Precious
The trailers for Precious suggest a weepy after-school special. But the movie itself turns out to be an honest piece of work—gritty, unsentimental and unconventional.
The unwieldly full title Precious: Based on the Novel Push by Sapphire is the movie’s biggest flaw. Precious (Gabourey Sidibe) is an overweight, under achieving 16-year-old girl whose mother, Mary (Mo’Nique), beats and verbally abuses her.
Mary’s seldom-abated fury is the result of sexual jealousy: Precious’s father, whom we never see, has been raping the girl since she was three and has recently impregnated her for the second time.

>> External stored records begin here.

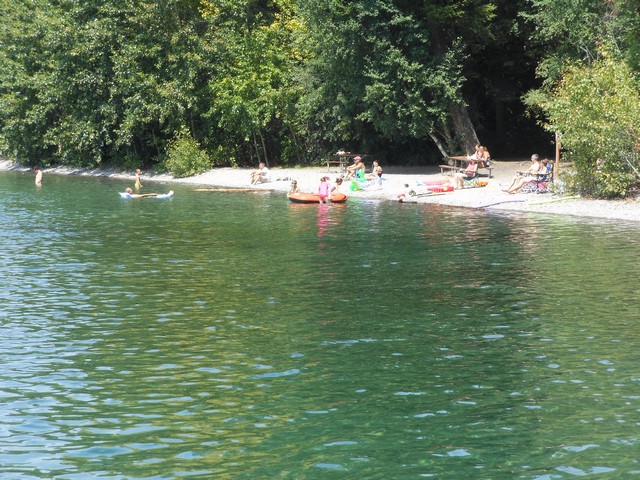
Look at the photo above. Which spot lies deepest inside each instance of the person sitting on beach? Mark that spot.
(462, 175)
(355, 170)
(38, 176)
(143, 195)
(324, 190)
(294, 188)
(337, 185)
(261, 175)
(477, 154)
(376, 172)
(523, 177)
(485, 157)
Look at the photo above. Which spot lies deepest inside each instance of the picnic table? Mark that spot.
(342, 160)
(459, 162)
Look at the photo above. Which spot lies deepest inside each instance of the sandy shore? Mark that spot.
(395, 178)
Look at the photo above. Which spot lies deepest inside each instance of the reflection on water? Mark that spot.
(220, 335)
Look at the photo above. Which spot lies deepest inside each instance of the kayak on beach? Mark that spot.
(315, 198)
(129, 195)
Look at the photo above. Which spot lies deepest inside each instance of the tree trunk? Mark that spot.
(264, 148)
(439, 145)
(465, 133)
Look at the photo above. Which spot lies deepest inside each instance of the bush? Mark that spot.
(185, 158)
(596, 110)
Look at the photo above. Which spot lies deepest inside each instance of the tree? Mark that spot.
(390, 71)
(590, 91)
(596, 108)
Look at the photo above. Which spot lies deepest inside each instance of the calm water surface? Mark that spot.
(235, 335)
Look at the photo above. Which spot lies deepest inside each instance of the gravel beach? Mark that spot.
(393, 184)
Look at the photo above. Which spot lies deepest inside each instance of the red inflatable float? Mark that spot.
(315, 198)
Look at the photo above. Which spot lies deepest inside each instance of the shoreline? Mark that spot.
(394, 179)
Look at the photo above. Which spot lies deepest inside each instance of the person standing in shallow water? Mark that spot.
(38, 176)
(324, 190)
(138, 185)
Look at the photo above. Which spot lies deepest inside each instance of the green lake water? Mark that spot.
(235, 335)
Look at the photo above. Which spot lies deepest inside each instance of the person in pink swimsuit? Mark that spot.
(324, 190)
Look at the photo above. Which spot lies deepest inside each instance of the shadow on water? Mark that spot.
(237, 335)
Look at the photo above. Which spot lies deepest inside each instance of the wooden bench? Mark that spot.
(450, 170)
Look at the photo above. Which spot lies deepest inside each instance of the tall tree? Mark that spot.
(390, 70)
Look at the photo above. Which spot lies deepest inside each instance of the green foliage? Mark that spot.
(185, 158)
(596, 108)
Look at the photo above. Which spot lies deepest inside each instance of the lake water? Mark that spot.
(235, 335)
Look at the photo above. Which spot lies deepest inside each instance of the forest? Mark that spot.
(187, 85)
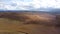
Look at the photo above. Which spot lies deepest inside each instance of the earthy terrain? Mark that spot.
(29, 23)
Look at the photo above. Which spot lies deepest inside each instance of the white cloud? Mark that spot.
(28, 5)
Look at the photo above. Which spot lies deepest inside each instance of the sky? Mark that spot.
(29, 4)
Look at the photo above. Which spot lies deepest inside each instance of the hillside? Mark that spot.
(28, 23)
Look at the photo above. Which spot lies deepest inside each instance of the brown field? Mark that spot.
(31, 23)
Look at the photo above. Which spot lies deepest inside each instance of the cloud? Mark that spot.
(28, 5)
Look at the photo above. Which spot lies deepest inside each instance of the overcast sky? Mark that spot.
(28, 4)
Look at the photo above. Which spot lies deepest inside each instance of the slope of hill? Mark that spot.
(28, 22)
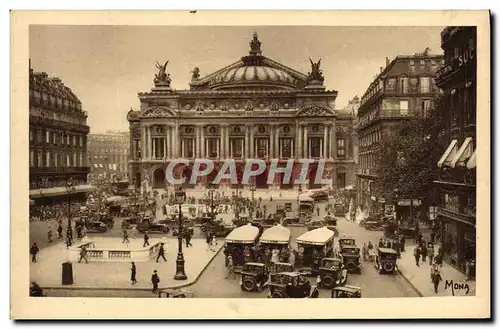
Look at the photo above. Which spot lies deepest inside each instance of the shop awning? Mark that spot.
(471, 164)
(60, 190)
(463, 154)
(449, 154)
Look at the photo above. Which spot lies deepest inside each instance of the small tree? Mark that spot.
(408, 159)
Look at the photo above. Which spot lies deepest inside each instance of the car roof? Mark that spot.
(387, 251)
(348, 288)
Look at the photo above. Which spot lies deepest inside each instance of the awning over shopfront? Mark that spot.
(449, 154)
(471, 164)
(407, 202)
(463, 154)
(60, 190)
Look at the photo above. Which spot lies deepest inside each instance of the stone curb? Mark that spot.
(181, 285)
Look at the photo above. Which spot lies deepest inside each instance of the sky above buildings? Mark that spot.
(106, 66)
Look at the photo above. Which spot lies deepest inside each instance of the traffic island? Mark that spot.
(115, 275)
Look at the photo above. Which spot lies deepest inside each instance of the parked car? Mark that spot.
(291, 285)
(332, 272)
(346, 291)
(254, 277)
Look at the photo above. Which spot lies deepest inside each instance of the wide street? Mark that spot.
(213, 284)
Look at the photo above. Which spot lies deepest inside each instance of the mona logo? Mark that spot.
(456, 286)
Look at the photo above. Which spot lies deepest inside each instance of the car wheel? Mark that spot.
(249, 284)
(328, 281)
(277, 294)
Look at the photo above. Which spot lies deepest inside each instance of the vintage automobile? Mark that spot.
(339, 209)
(127, 223)
(385, 261)
(95, 227)
(313, 246)
(216, 227)
(332, 272)
(150, 227)
(352, 258)
(346, 291)
(276, 237)
(314, 224)
(237, 240)
(291, 285)
(254, 276)
(290, 220)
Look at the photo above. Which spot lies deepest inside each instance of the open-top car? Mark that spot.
(254, 276)
(152, 227)
(385, 261)
(352, 258)
(95, 227)
(291, 285)
(314, 224)
(332, 272)
(346, 291)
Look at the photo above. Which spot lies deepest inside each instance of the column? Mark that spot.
(227, 143)
(247, 143)
(306, 144)
(277, 142)
(299, 141)
(325, 142)
(270, 151)
(252, 144)
(164, 147)
(334, 142)
(202, 143)
(176, 141)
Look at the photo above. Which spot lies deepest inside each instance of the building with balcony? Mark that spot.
(252, 108)
(403, 88)
(108, 156)
(57, 138)
(457, 180)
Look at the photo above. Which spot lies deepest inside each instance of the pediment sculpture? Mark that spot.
(315, 111)
(158, 112)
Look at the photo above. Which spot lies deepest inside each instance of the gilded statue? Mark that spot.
(316, 73)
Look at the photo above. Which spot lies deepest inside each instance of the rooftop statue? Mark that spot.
(162, 78)
(316, 74)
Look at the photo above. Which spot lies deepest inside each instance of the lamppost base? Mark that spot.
(180, 273)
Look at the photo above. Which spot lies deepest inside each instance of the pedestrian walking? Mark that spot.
(424, 252)
(430, 253)
(208, 240)
(125, 236)
(230, 268)
(34, 251)
(161, 253)
(133, 272)
(49, 235)
(155, 279)
(416, 254)
(59, 231)
(436, 278)
(188, 239)
(146, 239)
(83, 254)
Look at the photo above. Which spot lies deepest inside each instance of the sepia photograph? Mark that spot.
(206, 162)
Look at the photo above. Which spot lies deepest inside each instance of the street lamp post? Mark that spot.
(70, 188)
(180, 273)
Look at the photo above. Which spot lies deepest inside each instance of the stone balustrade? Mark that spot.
(103, 254)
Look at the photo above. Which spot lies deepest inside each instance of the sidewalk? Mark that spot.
(419, 277)
(116, 275)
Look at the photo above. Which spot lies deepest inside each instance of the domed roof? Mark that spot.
(251, 75)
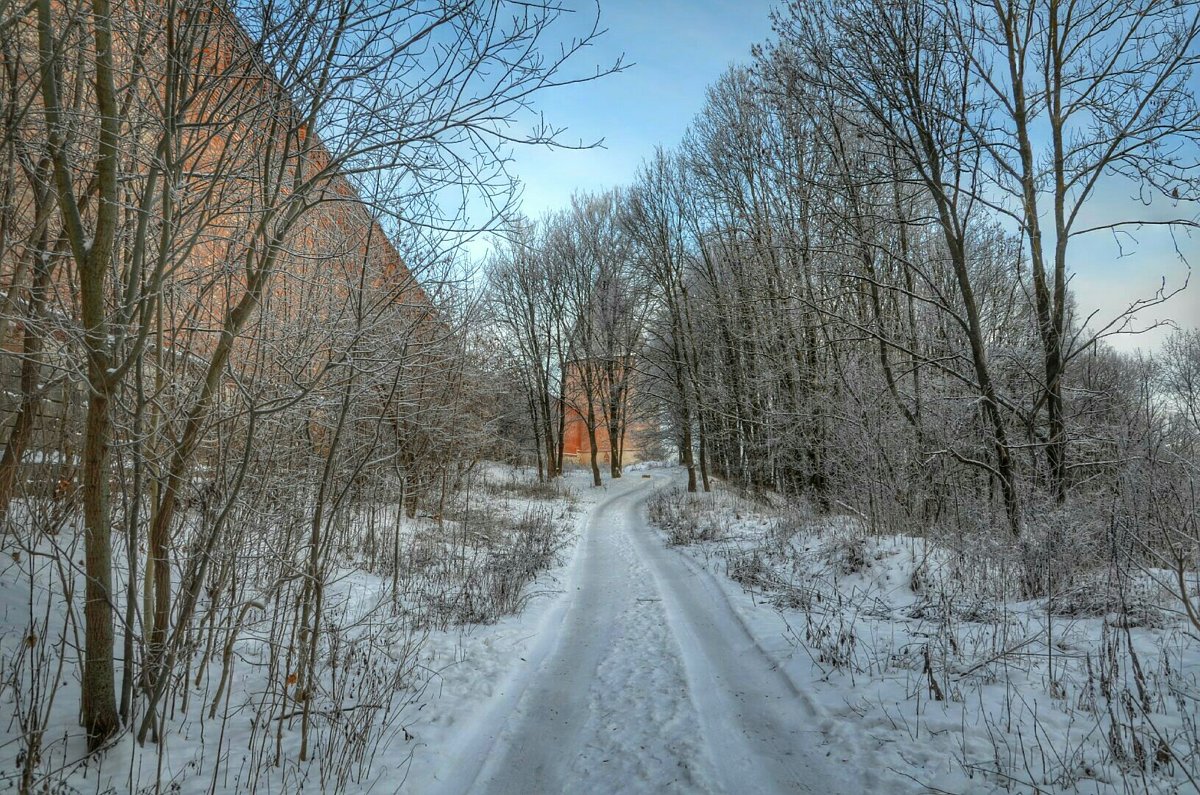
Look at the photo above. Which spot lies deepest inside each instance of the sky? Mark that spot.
(673, 49)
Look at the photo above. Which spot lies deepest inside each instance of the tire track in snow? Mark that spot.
(643, 680)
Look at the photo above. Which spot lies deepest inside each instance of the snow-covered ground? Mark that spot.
(639, 679)
(907, 655)
(767, 655)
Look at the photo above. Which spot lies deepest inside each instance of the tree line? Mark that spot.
(850, 282)
(214, 352)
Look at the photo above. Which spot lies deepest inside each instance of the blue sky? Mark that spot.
(676, 48)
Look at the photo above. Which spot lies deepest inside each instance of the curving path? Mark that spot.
(643, 680)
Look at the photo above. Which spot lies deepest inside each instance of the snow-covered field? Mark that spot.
(769, 652)
(913, 655)
(402, 674)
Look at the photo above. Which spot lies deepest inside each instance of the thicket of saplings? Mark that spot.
(306, 580)
(1107, 633)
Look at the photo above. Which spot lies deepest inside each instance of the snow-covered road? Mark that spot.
(642, 679)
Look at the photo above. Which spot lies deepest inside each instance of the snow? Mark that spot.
(778, 656)
(951, 687)
(640, 679)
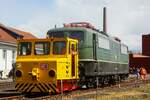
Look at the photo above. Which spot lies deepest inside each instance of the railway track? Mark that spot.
(12, 98)
(7, 85)
(93, 91)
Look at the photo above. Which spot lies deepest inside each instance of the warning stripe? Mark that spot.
(26, 90)
(31, 88)
(42, 87)
(48, 88)
(54, 89)
(27, 87)
(23, 86)
(19, 86)
(39, 88)
(16, 85)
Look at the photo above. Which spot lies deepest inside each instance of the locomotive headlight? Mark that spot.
(51, 73)
(18, 73)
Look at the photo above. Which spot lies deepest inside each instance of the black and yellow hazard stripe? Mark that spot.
(28, 87)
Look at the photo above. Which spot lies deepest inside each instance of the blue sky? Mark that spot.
(15, 12)
(126, 19)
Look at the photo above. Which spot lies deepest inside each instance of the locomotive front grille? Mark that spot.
(35, 87)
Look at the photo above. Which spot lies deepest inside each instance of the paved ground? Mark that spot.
(5, 80)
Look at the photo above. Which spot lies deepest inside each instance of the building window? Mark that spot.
(4, 54)
(124, 49)
(103, 43)
(13, 54)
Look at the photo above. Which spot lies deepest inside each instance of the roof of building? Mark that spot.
(10, 35)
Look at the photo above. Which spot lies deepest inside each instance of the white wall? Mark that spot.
(6, 64)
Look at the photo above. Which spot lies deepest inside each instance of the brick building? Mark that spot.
(8, 38)
(142, 60)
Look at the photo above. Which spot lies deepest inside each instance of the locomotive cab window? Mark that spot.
(79, 35)
(42, 48)
(59, 48)
(103, 43)
(124, 49)
(25, 48)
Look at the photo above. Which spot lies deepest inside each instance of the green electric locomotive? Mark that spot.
(101, 56)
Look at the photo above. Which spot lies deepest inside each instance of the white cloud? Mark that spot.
(127, 19)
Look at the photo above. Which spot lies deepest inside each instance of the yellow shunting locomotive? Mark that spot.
(41, 64)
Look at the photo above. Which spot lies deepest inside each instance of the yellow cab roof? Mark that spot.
(47, 39)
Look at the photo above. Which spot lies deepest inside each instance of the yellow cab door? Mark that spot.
(74, 59)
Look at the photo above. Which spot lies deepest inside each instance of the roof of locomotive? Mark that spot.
(85, 30)
(46, 39)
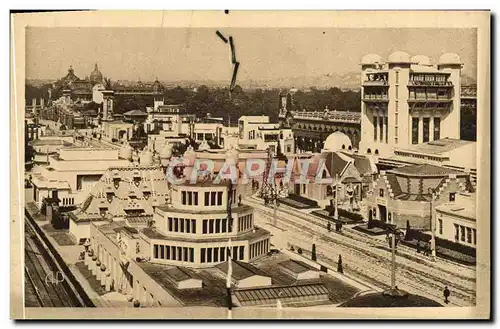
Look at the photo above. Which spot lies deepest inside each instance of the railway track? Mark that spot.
(45, 285)
(369, 259)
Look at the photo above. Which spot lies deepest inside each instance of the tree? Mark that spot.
(340, 267)
(408, 229)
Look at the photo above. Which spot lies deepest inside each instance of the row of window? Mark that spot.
(245, 222)
(68, 201)
(183, 225)
(462, 233)
(221, 254)
(425, 129)
(219, 225)
(378, 124)
(182, 254)
(190, 198)
(259, 248)
(208, 136)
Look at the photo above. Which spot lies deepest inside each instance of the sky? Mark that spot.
(174, 54)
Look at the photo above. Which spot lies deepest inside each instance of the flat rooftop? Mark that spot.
(213, 292)
(437, 147)
(152, 233)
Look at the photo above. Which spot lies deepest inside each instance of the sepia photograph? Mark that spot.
(233, 165)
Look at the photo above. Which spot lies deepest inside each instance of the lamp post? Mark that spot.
(335, 210)
(432, 226)
(393, 237)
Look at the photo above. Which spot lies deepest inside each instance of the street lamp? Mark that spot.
(432, 226)
(393, 237)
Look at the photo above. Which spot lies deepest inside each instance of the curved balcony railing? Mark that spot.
(337, 116)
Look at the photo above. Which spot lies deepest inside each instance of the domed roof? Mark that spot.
(126, 152)
(337, 141)
(449, 58)
(371, 59)
(166, 151)
(421, 60)
(204, 146)
(96, 75)
(189, 156)
(232, 156)
(157, 86)
(399, 57)
(146, 158)
(383, 300)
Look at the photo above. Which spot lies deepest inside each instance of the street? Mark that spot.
(368, 258)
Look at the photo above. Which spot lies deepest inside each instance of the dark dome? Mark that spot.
(96, 75)
(383, 300)
(157, 86)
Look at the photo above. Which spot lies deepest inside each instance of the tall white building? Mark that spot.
(408, 101)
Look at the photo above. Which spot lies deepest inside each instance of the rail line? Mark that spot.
(45, 279)
(424, 279)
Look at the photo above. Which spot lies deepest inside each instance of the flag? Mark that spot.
(229, 265)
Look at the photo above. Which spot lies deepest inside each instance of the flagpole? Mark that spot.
(228, 280)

Precious’s daughter has Down syndrome and lives with Mary’s mother, who only brings her by when the social worker comes to check on the family. When the principal at the school Precious attends—where she stays in the back row, mostly silent—recommends her for an alternative program, Precious has to combat Mary’s anger and mockery to enroll.
The material is full of traps, but screenwriter Geoffrey Fletcher and director Lee Daniels avoid almost all of them through tonal variety and stylistic inventiveness. Daniels works from Precious’s point of view, showing us what’s going on in her head: how she deals with the grimness of her life using her rich, witty, pop-culture-fed imagination. She sees herself as a movie star at a premiere, a model on a shoot; when she peeps into a church and sees a choir rehearsing, she envisions herself as one of the singers. She looks at herself in the mirror before leaving the house, and a well-dressed white girl grins back at her.
In one of these interludes, Precious’s mother falls asleep in front of the eternally blinking TV, which is showing Vittorio De Sica’s Two Women. Precious places Mary and herself in the film, in the mother and daughter roles. The story of women raped during wartime echoes her situation, while the loving relationship between Sophia Loren’s and Eleonora Brown’s characters provides an ironic juxtaposition to her own with her mother.
Precious is both a coming-of-age narrative and a triumph-of-the-spirit movie. The girl finds a mentor in a warmhearted teacher, Blu Rain (Paula Patton), and an advocate in Mrs. Weiss (Mariah Carey), a caseworker at the welfare office. And she finds friends in her new class among the sassy, plainspoken girls.
Daniels mines a great deal of humor out of the classroom scenes, encouraging the talented young actresses to improvise and then shaping their interactions with understated skill. He’s a marvelous acting coach: the contrasting styles of the four major actresses play off each other in a way that broadens the movie’s emotional landscape. Patton is soulful, Carey wised-up, but both underscore the sympathetic and pragmatic aspects of their characters.
As for Sidibe, she’s a genuine find. The trick for an actor in this role is to convey both the girl’s toughness—Precious tells off the local crack dealers and knocks down a randy boy who gets too close—and what’s hiding beneath it. Sidibe’s big face looks closed, but there are currents of feeling running through it. And though she barely opens her mouth when she talks, the voice you hear when she narrates her thoughts is soft and surprisingly delicate.
The most extraordinary performance comes from Mo’Nique. Mary’s treatment of her daughter is so cruel that it would be easy simply to make her a villain. But the actress/comedian instead suggests how Mary’s attacks on Precious are linked to her despair at her own emotional paralysis. When Precious leaves her mother for good and Mary is trying to get her and her newborn back, Mrs. Weiss arranges a meeting in her office and confronts Mary with the abuse Precious has suffered in her home. Mary responds with a confession that’s staggering in its intimacy and anguish.
The movie contains only one predictable scene, when Precious returns to Ms. Rain’s class after receiving bitter news. Otherwise it’s a continual surprise—by turns tender and raucous, realistic and poetic.